Excerpt from Alan Reynolds, “Irrelevant Anachronism”
The Intercollegiate Review (Winter 1975)
Galbraith is aware that "collective efforts at market control are numerous and frequently invoke the assistance or initiative of the state," and that "regulatory agencies tend to become the instruments, even the puppets, of the industries they are supposed to regulate." Far from deploring this, however, Galbraith thinks it ought to be universal --that the whole economy ought to run on the model of the Post Office, and that failing firms and individuals ought to be bailed-out, or propped-up, a la Lockheed or Penn Central. Where it isn't already doing so, Galbraith wants the government to: (1) "stabilize prices and production and regulate entry into the business," (2) provide "direct government regulation of prices and production," (3) provide "strong and effective encouragement to trade union organization," (4) use the minimum wage "aggressively," without regard to the survival of small firms, thus "forcing those who patronize the market system to pay the full price for the product" (or do without), (5) protect any remaining small firms from international competition "by official action or a tariff," and (6) provide small firms with “research and technical support, capital and qualified talent.”

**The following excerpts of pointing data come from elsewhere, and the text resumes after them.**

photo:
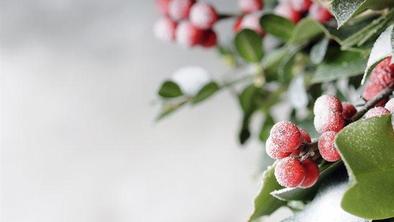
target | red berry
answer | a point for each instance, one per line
(209, 39)
(286, 135)
(327, 147)
(306, 138)
(180, 9)
(252, 21)
(300, 5)
(319, 13)
(250, 6)
(329, 121)
(203, 15)
(188, 35)
(376, 112)
(327, 103)
(390, 105)
(311, 173)
(284, 9)
(289, 172)
(348, 110)
(164, 29)
(162, 5)
(273, 150)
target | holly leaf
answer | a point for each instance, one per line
(170, 89)
(366, 147)
(383, 47)
(205, 92)
(277, 26)
(265, 204)
(249, 45)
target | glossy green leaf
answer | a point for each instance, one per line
(205, 92)
(277, 26)
(249, 45)
(341, 65)
(319, 50)
(383, 47)
(305, 30)
(367, 148)
(265, 204)
(170, 89)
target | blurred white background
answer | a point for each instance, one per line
(78, 140)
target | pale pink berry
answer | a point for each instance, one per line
(329, 121)
(327, 103)
(203, 15)
(180, 9)
(209, 39)
(274, 151)
(390, 105)
(327, 148)
(319, 13)
(348, 110)
(251, 21)
(300, 5)
(285, 10)
(311, 173)
(187, 35)
(289, 172)
(376, 112)
(286, 135)
(250, 6)
(162, 5)
(306, 138)
(164, 29)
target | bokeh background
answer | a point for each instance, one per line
(78, 139)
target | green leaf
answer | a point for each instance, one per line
(343, 10)
(277, 26)
(319, 50)
(383, 47)
(265, 204)
(170, 89)
(342, 65)
(249, 45)
(366, 147)
(305, 30)
(205, 92)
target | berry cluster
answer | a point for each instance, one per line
(285, 144)
(187, 22)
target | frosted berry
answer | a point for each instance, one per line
(164, 29)
(327, 103)
(251, 21)
(274, 151)
(300, 5)
(329, 121)
(286, 135)
(250, 6)
(188, 35)
(284, 9)
(289, 172)
(209, 39)
(180, 9)
(376, 112)
(348, 110)
(306, 138)
(390, 105)
(327, 147)
(319, 13)
(162, 5)
(311, 173)
(203, 15)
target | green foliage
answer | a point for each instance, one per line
(249, 45)
(366, 148)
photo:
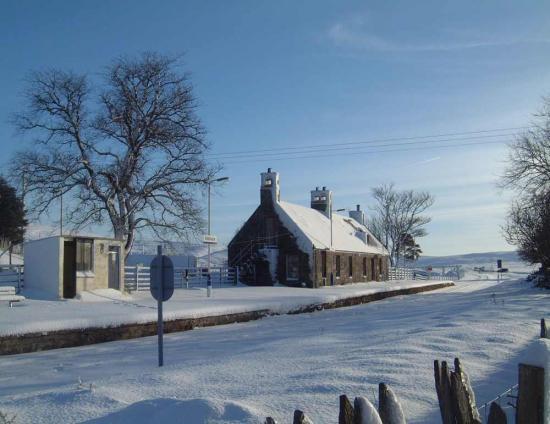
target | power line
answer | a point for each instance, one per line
(380, 140)
(372, 151)
(405, 143)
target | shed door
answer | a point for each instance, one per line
(114, 267)
(69, 269)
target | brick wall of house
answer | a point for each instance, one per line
(380, 267)
(252, 236)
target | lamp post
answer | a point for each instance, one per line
(333, 210)
(217, 180)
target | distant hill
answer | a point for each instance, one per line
(469, 258)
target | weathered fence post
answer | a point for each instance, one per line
(530, 408)
(137, 277)
(496, 415)
(346, 415)
(463, 396)
(388, 406)
(300, 418)
(443, 389)
(18, 278)
(365, 412)
(455, 395)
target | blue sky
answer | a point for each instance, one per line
(278, 74)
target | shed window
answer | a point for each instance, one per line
(84, 255)
(292, 267)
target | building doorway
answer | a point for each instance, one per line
(69, 269)
(114, 267)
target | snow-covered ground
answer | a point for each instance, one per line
(241, 373)
(107, 307)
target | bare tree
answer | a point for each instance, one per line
(129, 151)
(528, 173)
(528, 168)
(528, 228)
(397, 216)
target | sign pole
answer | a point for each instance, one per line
(160, 321)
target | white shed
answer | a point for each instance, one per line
(63, 266)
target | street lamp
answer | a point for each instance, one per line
(333, 210)
(217, 180)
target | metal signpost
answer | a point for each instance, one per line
(209, 239)
(162, 289)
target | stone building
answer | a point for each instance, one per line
(300, 246)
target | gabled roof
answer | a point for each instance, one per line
(311, 227)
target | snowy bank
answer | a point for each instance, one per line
(101, 309)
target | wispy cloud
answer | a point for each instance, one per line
(355, 34)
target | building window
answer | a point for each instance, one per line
(292, 267)
(84, 255)
(270, 231)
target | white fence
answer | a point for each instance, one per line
(137, 278)
(12, 275)
(415, 274)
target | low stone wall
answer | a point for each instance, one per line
(34, 342)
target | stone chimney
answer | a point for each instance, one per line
(270, 189)
(321, 200)
(358, 215)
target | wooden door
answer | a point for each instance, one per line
(114, 267)
(69, 269)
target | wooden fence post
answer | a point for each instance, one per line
(455, 395)
(443, 389)
(137, 277)
(530, 407)
(388, 406)
(346, 415)
(463, 396)
(300, 418)
(496, 415)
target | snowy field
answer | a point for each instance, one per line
(241, 373)
(103, 308)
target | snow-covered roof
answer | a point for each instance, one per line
(312, 228)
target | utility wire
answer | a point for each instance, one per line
(222, 154)
(357, 148)
(371, 151)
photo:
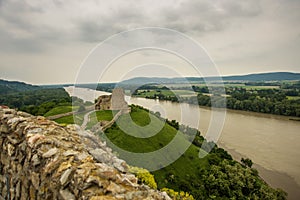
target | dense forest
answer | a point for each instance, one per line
(38, 101)
(216, 176)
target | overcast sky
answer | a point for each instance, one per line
(44, 41)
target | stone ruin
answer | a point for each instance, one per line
(42, 160)
(115, 101)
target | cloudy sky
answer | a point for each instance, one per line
(44, 41)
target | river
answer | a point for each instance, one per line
(271, 142)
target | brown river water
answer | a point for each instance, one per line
(271, 142)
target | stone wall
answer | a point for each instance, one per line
(43, 160)
(115, 101)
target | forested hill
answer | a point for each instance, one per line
(7, 87)
(272, 76)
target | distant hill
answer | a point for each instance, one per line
(7, 87)
(272, 76)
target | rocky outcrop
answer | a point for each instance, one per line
(42, 160)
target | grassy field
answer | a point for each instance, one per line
(60, 110)
(188, 164)
(99, 115)
(70, 119)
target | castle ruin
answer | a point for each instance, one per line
(115, 101)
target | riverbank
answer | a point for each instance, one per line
(271, 141)
(273, 178)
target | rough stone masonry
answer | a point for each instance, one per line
(42, 160)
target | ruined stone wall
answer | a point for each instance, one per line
(115, 101)
(43, 160)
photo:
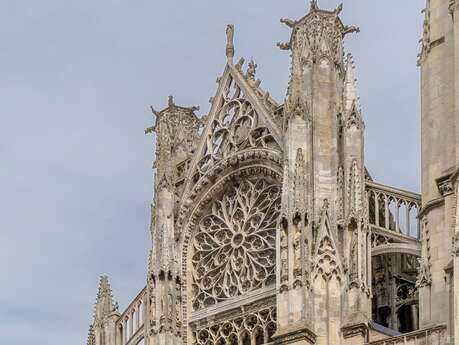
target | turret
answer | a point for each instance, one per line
(176, 131)
(103, 330)
(439, 65)
(323, 242)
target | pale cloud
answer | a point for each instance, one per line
(76, 180)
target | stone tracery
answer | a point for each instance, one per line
(235, 244)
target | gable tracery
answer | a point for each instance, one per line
(234, 247)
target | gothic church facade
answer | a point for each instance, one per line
(266, 226)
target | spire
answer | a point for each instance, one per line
(352, 110)
(350, 85)
(104, 303)
(313, 5)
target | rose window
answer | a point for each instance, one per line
(234, 248)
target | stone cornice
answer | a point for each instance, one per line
(431, 205)
(445, 184)
(295, 333)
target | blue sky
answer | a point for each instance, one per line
(77, 79)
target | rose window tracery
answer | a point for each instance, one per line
(234, 248)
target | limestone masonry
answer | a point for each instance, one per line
(266, 226)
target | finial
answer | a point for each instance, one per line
(289, 22)
(240, 63)
(338, 9)
(314, 6)
(155, 112)
(230, 42)
(170, 101)
(251, 70)
(350, 29)
(284, 46)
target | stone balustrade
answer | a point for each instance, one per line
(130, 325)
(430, 336)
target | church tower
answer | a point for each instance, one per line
(323, 248)
(439, 63)
(176, 130)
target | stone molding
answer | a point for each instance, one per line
(295, 333)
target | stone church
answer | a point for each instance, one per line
(266, 226)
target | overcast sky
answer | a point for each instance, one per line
(76, 82)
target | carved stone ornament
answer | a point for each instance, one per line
(456, 244)
(230, 41)
(234, 248)
(453, 6)
(424, 277)
(445, 186)
(259, 325)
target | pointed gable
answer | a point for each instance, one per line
(326, 258)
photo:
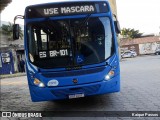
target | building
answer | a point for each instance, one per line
(3, 4)
(143, 45)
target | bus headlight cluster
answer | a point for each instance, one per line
(109, 75)
(38, 83)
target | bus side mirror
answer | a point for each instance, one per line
(117, 27)
(15, 31)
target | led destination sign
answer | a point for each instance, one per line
(66, 9)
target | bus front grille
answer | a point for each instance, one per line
(87, 90)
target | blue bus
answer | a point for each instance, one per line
(71, 49)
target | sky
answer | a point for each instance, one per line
(142, 15)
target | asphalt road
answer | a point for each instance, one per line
(140, 91)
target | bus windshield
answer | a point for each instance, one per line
(69, 42)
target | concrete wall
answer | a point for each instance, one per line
(148, 48)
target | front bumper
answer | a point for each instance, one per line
(57, 93)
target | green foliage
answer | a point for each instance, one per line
(130, 33)
(8, 31)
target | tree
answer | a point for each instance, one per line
(130, 33)
(8, 31)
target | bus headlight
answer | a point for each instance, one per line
(109, 75)
(38, 83)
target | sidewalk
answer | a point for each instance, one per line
(12, 75)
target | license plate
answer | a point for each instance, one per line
(76, 96)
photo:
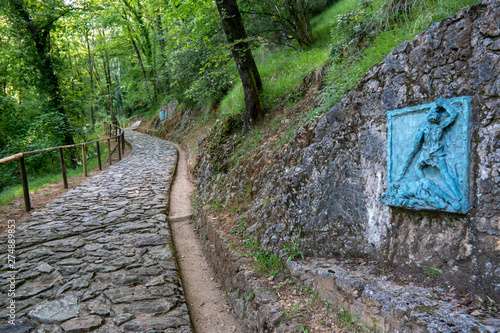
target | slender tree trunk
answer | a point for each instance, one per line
(249, 74)
(138, 53)
(91, 76)
(109, 88)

True, many will be unemployed as a result of all this-"kept out because they are no longer allowed to offer their services at a lower rate." But they will receive a guaranteed income "as a matter of right" at a level "modestly below what can be earned in the planning system." Might as well be generous with the money (the Fed can always print more), since with such a policy of discouraging work there won't be any goodies around to buy with it.

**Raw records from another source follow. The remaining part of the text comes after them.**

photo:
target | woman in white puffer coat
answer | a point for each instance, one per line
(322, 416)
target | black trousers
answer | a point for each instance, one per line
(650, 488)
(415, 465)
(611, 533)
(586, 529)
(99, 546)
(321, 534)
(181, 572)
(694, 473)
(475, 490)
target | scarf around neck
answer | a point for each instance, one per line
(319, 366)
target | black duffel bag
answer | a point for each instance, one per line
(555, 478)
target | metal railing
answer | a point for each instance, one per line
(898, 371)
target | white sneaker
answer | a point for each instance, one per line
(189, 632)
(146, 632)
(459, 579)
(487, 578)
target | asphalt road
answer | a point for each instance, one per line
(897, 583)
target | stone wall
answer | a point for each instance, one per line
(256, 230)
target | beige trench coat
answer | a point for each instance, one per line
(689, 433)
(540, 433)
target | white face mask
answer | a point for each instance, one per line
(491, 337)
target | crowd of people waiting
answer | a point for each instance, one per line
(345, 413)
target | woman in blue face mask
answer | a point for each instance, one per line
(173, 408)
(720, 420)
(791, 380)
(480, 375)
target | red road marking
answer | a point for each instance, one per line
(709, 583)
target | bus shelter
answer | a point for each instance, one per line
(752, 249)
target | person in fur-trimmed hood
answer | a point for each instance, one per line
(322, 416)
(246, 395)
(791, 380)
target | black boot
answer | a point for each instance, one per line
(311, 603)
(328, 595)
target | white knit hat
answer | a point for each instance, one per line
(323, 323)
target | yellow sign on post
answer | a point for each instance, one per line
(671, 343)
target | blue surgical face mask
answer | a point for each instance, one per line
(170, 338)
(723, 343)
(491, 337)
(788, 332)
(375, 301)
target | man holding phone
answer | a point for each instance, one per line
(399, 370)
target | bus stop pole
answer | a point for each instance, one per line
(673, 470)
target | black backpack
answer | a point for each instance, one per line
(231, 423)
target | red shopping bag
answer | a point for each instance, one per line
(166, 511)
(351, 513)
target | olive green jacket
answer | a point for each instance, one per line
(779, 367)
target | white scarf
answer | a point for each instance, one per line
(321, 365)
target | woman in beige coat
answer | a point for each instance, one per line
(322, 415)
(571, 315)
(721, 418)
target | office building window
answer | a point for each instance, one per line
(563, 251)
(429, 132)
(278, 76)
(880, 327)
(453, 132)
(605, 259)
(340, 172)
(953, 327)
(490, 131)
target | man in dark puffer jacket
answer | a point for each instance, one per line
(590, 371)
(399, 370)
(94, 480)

The whole thing sounds very much like Roosevelt's N.LR.A., Mussolini's syndicates, or the medieval guilds. Galbraith has emerged as the supreme spokesman for the special interests. As producers and workers, we all want our own goods or services to be scarce and, therefore, relatively costly. But a policy of raising incomes generally through contrived scarcity and high prices confuses relative money income with total real income. We can all have more goods and services only if more are produced. Redistributing the existing stock of, say, housing and furniture would not provide any more housing and furniture. And the resulting disincentives to work and save would decrease the flow of future production.
1 comment:
Thanks Alan, for a great summation. These policies are practiced, as you well know, all over Europe and elsewhere, and the battle over U.S. policy continues. Continued debate in America is due to a poor collective memory of the failure of these policies. Galbraith's ideas are anachronistic here, yes, but irrelevant? Sadly, no.